"Our greatest responsibility is to be good ancestors."

-Jonas Salk

Wednesday, February 17, 2016

Kiribati Bails Out



The low-lying island nation of Kiribati (formerly "Christmas Island") is buying real estate on the larger Fiji Island and planning to move everybody out, on account of, well, you know, water.
The country's outgoing president Anote Tong said the accelerating effects of climate change meant he had given up dealing with the day-to-day issues to concentrate on finding creative solutions for his low-lying country.

He told a climate change conference in Wellington those include building up the atolls, floating islands and buying land in Fiji.
Mr Tong said he had also tried to motivate the 100,000 strong population to prepare and adapt themselves for what he calls migration with dignity.
(Image of failed Kiribati seawall via indaily.com.au)

4 comments:

William M. Connolley said...

Could be a sensible solution. How does it stack up, cost-wise?

Michael Tobis said...

Odd, coming from someone like you who lives in such a culturally and historically rich place. To your question, I don't know, maybe, but this doesn't scale to Bangladesh worth a damn.

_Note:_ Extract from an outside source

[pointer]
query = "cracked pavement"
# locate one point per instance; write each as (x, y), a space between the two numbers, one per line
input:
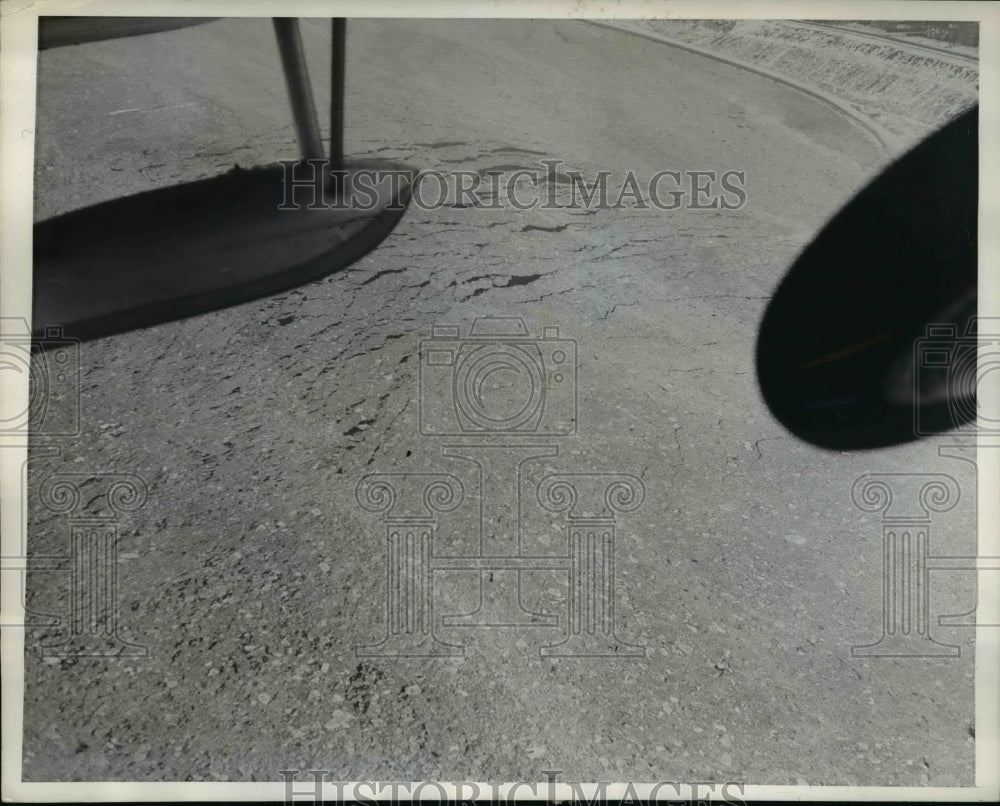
(252, 574)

Also as I pointed out here a few years back, there's huge infrastructure risk in developed countries. This issue is coming up now on the US east coast, where sea level rise is accelerated by regional climate change.

The point is not how individuals or particular groups cope so much as that the problems are already starting and getting in gear for the adaptation is happening in some quarters (while not in others where it really ought to).

Tom said...

"An increasing number of atoll studies are not supporting claims of Pacific island leaders that “islands are sinking.” Scientific studies published this year show, for example, that land area in Tuvalu’s capital atoll of Funafuti grew seven percent over the past century despite significant sea level rise. Another study reported that 23 of 27 atoll islands across Kiribati, Tuvalu and the Federated States of Micronesia either increased in area or remained stable over recent decades."

http://pacificpolicy.org/2015/05/so-far-most-atolls-winning-the-sea-level-rise-battle/

I sometimes look for grand and overarching reasons not to take care of daily business as well. Fortunately I have a wife.

Michael Tobis said...

sorta

https://www.newscientist.com/article/dn27639-small-atoll-islands-may-grow-not-sink-as-sea-levels-rise/

Lots of caveats there.

I think the main trouble with this kind of "growth" is, you don't live on an average area. For one thing, new coral detritus isn't really dry land yet. For another, if your island gets swamped by storms more often it's little consolation that its area is increasing.

Think about it. Pictures of atolls look like low-lying land anywhere. What does this "new area" look like? How long would it take to develop soil?

I'm not an expert on this by any means, but I find it hard to believe that this sort of growth helps in rapid sea level rise scenarios. As usual, it's crucial to remember that you ain't seen nothin' yet.